Who would you rather be with at work? Someone who hates what they are doing, or someone who loves what they are doing?
The answer is obvious. People who love what they do seem to have a charisma or enthusiasm about them. Their attitudes are contagious, and for obvious reasons, they are simply more enjoyable to be around.
Remember different teachers you might have had in high school or college? I remember teachers that lectured – or should I say read from notes or a manuscript – to their classes. They never even looked up at their students. I also remember teachers who spoke from their hearts. They encouraged questions and classroom participation. They weren’t necessarily funny, but somehow their classes were fun and exciting to be in.
What’s the difference between the two? Well, part of the answer is enthusiasm. One teacher is simply doing the job, just going through the motions. The other teacher is immersed in his or her job, involved with the students and creating a learning experience. The first teachers educate the students by lecturing. All information is going one way, from teacher to student. Either the student gets it or doesn’t. They try to take notes and listen, with every attempt not to fall asleep. The other teachers are encouraging two way learning. They interact and communicate with students.
Isn’t it almost the same in the working environment? Some people just work for their paycheck. Others work for their company and personal fulfillment.
This reminds me of a story that I first heard Zig Ziglar tell at one of his seminars. There were some employees of a major railroad company standing around the tracks. A large limousine pulls up to the workers and out steps a well dressed man, the president of the railroad company. The president walks up to one of the workers and says, “Hello Bob, how are you?” Bob says, “I’m doing great, Gene. Thanks for asking.”
When the president of the company walked away, the workers were impressed with Bob and asked him how he knew the president of the company on a first name basis. Bob told them that twenty years ago they started working together.
The workers asked Bob, “How come he’s president and you still work out here in the yard?”
Bob replied, “Twenty years ago when we started together, I went to work for the paycheck. Gene went to work for the railroad company.”
Gene obviously loved what he did and managed to work his way up to becoming president of the company. He didn’t get there by not caring or not having a passion for what he did. To get to the top where Gene started took a lot of hard work and enthusiasm in his job and his life.
Enthusiastic people tend to be more successful. And people like to be around enthusiastic people. If you can’t get excited about what you do and what you and your company sell, then you won’t get anyone around you excited either.
It is also important to understand that enthusiasm doesn’t mean you have to be physically excited about what you do. A friend of mine is a speaker. Technically speaking, he is a terrible speaker. He stands behind the lectern and speaks to the audience in a dull and monotone voice. When he starts a program his audience members immediately look at their watches to see when the next break will be.

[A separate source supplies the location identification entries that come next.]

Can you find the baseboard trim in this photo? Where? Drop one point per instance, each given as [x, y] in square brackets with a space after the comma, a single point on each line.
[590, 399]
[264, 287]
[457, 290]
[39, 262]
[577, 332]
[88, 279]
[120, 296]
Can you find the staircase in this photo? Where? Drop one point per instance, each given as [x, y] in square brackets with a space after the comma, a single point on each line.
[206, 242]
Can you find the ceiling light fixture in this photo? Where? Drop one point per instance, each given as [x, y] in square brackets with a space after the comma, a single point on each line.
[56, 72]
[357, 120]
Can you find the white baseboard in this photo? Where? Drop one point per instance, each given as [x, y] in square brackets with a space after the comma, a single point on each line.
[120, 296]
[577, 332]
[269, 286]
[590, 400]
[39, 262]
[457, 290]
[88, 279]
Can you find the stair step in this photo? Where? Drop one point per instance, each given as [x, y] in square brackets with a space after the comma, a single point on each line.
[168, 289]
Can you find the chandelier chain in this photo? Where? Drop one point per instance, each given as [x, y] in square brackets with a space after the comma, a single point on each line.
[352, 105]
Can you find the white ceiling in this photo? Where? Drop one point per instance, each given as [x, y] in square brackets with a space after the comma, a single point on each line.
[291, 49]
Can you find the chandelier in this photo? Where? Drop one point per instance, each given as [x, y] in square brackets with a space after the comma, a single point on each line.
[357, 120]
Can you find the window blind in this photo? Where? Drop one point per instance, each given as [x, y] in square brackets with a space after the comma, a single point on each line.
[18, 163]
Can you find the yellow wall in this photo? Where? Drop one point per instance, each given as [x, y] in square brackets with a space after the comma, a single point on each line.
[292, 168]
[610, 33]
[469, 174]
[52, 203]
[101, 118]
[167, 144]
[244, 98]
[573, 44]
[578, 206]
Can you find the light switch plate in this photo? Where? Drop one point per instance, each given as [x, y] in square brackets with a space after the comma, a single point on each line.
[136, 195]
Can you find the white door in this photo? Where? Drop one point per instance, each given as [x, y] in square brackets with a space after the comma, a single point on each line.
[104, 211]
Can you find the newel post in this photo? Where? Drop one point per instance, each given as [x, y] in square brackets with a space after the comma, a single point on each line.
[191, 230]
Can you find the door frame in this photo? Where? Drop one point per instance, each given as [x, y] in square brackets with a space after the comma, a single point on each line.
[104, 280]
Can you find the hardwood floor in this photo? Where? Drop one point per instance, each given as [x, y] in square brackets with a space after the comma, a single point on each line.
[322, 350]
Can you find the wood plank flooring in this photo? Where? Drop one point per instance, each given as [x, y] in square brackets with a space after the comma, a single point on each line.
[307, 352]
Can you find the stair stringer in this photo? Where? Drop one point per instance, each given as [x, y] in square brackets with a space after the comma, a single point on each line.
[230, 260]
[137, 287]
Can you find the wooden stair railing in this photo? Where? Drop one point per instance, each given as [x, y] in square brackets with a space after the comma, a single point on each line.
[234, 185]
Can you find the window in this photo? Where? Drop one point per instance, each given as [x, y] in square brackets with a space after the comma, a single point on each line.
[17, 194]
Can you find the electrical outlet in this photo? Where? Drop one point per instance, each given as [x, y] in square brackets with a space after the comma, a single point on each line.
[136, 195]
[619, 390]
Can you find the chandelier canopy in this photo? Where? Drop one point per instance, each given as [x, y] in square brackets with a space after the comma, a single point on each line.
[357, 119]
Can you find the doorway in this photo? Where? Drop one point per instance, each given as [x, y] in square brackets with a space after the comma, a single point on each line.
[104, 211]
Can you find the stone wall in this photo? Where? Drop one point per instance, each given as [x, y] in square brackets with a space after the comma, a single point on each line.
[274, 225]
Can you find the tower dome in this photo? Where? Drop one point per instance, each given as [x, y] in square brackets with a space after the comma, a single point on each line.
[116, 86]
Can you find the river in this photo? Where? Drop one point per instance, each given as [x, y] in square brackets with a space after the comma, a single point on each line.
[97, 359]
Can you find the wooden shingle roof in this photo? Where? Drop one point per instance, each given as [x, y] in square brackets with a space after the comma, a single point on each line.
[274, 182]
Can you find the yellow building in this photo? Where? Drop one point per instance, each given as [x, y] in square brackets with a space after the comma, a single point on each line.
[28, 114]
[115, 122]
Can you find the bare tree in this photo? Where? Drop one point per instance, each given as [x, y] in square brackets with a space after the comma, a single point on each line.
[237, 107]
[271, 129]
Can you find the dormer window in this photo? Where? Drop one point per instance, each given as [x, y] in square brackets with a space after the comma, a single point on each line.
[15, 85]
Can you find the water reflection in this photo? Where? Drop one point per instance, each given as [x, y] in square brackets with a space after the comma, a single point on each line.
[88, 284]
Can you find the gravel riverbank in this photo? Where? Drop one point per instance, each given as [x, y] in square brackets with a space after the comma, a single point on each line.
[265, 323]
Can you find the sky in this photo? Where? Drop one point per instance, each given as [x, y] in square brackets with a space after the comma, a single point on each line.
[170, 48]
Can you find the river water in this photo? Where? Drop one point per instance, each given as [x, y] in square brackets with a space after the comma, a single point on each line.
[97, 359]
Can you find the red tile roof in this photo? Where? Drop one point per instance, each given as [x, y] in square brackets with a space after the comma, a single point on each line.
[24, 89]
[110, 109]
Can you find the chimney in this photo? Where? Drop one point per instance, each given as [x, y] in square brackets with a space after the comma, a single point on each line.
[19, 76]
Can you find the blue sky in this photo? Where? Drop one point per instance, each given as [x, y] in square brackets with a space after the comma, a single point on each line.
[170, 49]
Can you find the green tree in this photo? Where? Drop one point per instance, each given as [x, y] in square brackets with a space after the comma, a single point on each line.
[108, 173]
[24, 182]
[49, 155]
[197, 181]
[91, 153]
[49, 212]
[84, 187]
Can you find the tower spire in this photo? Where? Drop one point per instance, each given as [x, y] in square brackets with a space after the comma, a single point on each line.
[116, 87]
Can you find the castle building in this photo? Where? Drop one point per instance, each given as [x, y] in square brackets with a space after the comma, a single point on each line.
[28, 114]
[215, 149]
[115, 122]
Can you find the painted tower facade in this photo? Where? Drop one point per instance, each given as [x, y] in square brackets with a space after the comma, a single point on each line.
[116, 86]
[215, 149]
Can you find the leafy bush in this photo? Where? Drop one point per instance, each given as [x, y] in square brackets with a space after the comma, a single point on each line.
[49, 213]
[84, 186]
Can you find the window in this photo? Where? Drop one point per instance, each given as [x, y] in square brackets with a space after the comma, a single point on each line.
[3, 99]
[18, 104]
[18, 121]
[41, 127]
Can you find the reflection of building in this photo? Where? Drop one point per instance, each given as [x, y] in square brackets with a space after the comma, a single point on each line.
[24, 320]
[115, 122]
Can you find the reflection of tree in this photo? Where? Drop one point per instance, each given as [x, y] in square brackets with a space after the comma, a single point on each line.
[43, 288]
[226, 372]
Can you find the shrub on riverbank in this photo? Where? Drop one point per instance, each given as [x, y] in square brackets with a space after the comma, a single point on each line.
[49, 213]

What makes him different from the teachers we talked about above is that he really does have enthusiasm, he is just not capable of physically showing it. After just a few minutes the audience starts to pick up on it, and within fifteen to twenty minutes they are sitting on the edge of their seats, soaking up his information.
Every once in a while there is a twinkle in his eye. You can tell he loves what he is talking about. He is just not a good speaker. And, that is okay. The audience accepts that, and picks up on his passion for the subject on which he is presenting. While not physically evident, he does have the enthusiasm that it takes to get others excited.
Enthusiasm is contagious. And, a fellow professional speaker, Danny Cox, says that if enthusiasm is contagious, and what you have is not enthusiasm, that is also contagious!